Selon les experts de ce monde, ce type de business devrait exploser d’ici 2025, avec des revenus atteignant les 35 000 000 000 de dollars, pour 15 000 000 000 de dollars en 2015. Ce type d’économie est, selon l’orateur, compatible aux pays en voie de développement, car il ne demande pas la création de nouvelles ressources. Pour ce qui est du business model, il existe deux types de création de valeurs pour les utilisateurs :

  • le peer-to-peer intermediation ou intermédiation entre homologues, qui permet de créer de la valeur en organisant des transactions décentralisées entre homologues, ex : Uber ou Airbnb,
  • le centralized resource pooling ou groupement centralisé des ressources, qui permet de créer de la valeur en donnant aux utilisateurs d’avoir accès à un groupe de ressources. C’est un business model basé sur l’accès à un service, un système, un ensemble de produits, ex : car share, Wikipédia.

L’exemple du car sharing aux États-Unis semble être le plus adapté. La voiture reste une ressource sous-exploitée car, à 95% du temps elle est garée ou sinon occupée par 1,2 personne en moyenne. L’autopartage a permis de réduire considérablement l’utilisation de voitures car chaque véhicule partagé remplace 9 voitures personnelles et libère de ce fait 8 places de parking. Le nombre de kilomètres parcourus semble également avoir été réduit de 41%, impactant alors positivement sur la santé publique et l’environnement.
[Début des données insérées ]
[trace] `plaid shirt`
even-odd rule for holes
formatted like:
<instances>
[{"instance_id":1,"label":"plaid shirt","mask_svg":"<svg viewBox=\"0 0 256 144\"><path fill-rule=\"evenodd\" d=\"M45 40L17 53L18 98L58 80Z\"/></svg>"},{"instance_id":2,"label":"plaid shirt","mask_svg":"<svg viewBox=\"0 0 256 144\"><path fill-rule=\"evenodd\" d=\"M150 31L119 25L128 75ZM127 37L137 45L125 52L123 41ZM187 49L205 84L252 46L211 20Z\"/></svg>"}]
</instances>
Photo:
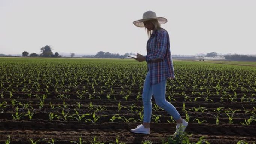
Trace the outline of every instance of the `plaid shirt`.
<instances>
[{"instance_id":1,"label":"plaid shirt","mask_svg":"<svg viewBox=\"0 0 256 144\"><path fill-rule=\"evenodd\" d=\"M169 34L166 30L161 28L152 33L147 43L146 60L151 85L158 83L167 78L175 78Z\"/></svg>"}]
</instances>

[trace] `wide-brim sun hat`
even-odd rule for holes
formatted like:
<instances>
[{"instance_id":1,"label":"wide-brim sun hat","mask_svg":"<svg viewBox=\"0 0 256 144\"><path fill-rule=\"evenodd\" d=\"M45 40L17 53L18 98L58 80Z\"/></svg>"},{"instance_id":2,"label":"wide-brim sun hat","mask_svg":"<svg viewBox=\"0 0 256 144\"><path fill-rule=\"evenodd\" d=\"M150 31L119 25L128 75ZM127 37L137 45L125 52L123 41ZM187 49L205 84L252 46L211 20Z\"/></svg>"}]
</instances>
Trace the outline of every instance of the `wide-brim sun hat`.
<instances>
[{"instance_id":1,"label":"wide-brim sun hat","mask_svg":"<svg viewBox=\"0 0 256 144\"><path fill-rule=\"evenodd\" d=\"M156 13L152 11L146 12L143 14L142 19L135 21L132 22L133 24L139 27L144 27L143 22L151 19L157 19L160 24L165 24L167 22L167 20L162 17L157 17Z\"/></svg>"}]
</instances>

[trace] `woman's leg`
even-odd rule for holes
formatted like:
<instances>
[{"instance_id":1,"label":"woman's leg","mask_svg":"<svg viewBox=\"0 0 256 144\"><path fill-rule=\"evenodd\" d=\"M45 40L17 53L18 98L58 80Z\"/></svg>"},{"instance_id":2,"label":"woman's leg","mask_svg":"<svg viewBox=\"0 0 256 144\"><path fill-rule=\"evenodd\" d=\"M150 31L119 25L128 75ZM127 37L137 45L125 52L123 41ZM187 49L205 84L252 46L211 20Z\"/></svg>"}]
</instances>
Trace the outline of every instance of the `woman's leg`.
<instances>
[{"instance_id":1,"label":"woman's leg","mask_svg":"<svg viewBox=\"0 0 256 144\"><path fill-rule=\"evenodd\" d=\"M163 80L160 83L152 85L152 89L156 103L172 116L177 123L181 123L182 121L180 115L175 107L165 99L166 86L166 80Z\"/></svg>"},{"instance_id":2,"label":"woman's leg","mask_svg":"<svg viewBox=\"0 0 256 144\"><path fill-rule=\"evenodd\" d=\"M151 98L152 95L152 87L150 84L150 73L148 72L145 79L142 92L142 101L144 108L143 125L145 128L149 127L152 113Z\"/></svg>"}]
</instances>

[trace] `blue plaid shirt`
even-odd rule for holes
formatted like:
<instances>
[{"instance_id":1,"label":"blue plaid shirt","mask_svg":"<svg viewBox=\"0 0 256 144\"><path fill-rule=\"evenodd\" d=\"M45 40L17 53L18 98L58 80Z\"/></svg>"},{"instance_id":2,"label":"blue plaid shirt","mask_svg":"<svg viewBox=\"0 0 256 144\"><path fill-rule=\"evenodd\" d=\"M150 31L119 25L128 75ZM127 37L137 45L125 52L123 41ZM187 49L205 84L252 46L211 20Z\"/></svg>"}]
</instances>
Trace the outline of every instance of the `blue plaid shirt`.
<instances>
[{"instance_id":1,"label":"blue plaid shirt","mask_svg":"<svg viewBox=\"0 0 256 144\"><path fill-rule=\"evenodd\" d=\"M147 43L148 71L150 72L150 84L159 83L167 78L175 78L170 50L169 34L161 28L153 31Z\"/></svg>"}]
</instances>

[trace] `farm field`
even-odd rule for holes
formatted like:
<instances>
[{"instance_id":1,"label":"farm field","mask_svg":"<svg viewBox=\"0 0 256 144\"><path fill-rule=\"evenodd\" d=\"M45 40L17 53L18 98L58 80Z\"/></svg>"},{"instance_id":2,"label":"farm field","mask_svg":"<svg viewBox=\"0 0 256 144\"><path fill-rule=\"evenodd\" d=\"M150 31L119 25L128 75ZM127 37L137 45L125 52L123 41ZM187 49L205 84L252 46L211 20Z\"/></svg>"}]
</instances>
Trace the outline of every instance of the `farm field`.
<instances>
[{"instance_id":1,"label":"farm field","mask_svg":"<svg viewBox=\"0 0 256 144\"><path fill-rule=\"evenodd\" d=\"M204 137L211 144L256 143L255 63L223 62L174 61L176 79L167 81L166 99L189 121L191 142ZM79 138L84 144L162 144L173 137L176 123L153 98L150 134L130 132L143 120L145 62L1 58L0 70L0 144L8 136L12 144L79 143Z\"/></svg>"}]
</instances>

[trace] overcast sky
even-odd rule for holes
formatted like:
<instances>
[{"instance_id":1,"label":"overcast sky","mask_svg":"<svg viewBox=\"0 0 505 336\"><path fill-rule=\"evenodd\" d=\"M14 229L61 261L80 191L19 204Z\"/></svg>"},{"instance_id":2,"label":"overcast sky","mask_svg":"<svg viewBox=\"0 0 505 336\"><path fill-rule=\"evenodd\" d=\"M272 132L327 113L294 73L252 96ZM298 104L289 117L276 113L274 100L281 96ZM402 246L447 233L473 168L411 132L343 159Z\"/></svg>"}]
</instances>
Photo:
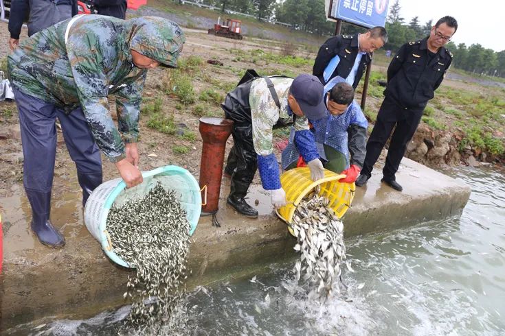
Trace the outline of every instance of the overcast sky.
<instances>
[{"instance_id":1,"label":"overcast sky","mask_svg":"<svg viewBox=\"0 0 505 336\"><path fill-rule=\"evenodd\" d=\"M390 0L390 8L394 1ZM456 45L480 43L495 51L505 50L504 0L400 0L400 14L407 23L416 16L421 25L430 19L434 24L445 15L454 16L458 25L453 38Z\"/></svg>"}]
</instances>

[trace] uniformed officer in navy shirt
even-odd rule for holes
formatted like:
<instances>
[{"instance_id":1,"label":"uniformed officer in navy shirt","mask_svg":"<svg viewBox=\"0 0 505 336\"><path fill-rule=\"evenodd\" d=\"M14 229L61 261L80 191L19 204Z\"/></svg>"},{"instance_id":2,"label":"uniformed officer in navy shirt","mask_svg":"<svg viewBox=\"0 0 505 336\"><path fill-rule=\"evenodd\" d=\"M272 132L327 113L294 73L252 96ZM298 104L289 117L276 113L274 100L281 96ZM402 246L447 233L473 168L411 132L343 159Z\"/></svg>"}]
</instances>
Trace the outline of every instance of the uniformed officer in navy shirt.
<instances>
[{"instance_id":1,"label":"uniformed officer in navy shirt","mask_svg":"<svg viewBox=\"0 0 505 336\"><path fill-rule=\"evenodd\" d=\"M388 68L388 86L377 120L366 144L366 156L356 185L361 187L370 178L393 128L382 182L401 191L396 181L407 144L419 125L423 111L434 97L452 62L452 54L444 47L458 29L452 16L444 16L431 27L429 36L409 42L398 51Z\"/></svg>"},{"instance_id":2,"label":"uniformed officer in navy shirt","mask_svg":"<svg viewBox=\"0 0 505 336\"><path fill-rule=\"evenodd\" d=\"M355 89L372 60L372 53L386 42L388 34L382 27L363 34L332 37L319 48L312 74L324 85L325 93L340 82Z\"/></svg>"}]
</instances>

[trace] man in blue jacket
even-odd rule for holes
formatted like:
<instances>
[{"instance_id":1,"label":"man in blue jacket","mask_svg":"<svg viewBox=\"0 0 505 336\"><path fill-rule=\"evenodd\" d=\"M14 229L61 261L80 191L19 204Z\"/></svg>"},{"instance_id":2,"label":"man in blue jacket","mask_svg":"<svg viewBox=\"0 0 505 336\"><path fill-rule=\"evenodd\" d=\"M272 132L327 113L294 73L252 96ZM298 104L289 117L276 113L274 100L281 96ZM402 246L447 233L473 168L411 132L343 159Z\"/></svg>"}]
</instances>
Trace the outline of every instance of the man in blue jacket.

Ensuite, l’économie collaborative devrait favoriser l’entrepreneuriat ainsi que la création de plateforme de crowdfunding et même stimuler les activités de micro-entrepreneuriat. Le plus intéressant, selon Nandrianina RATSIMANDRESY, serait la standardisation et la réglementation de certains « businesses », comme dans le cas de Safemotos au Rwanda, une application qui a permis de formaliser les motos-taxis en Afrique, sécurisant ainsi ce mode de transport. Désormais les conducteurs sont soumis à des formations de conduite et les motos à des contrôles réguliers avec traçage GPS. Safeboda au Kenya est également une référence et son concept est plus ou moins le même que son homologue rwandais.

L’économie collaborative permet également de créer des emplois, à l’exemple des entreprises de car sharing en Inde, qui ont créé plus de 10 000 emplois depuis 2016.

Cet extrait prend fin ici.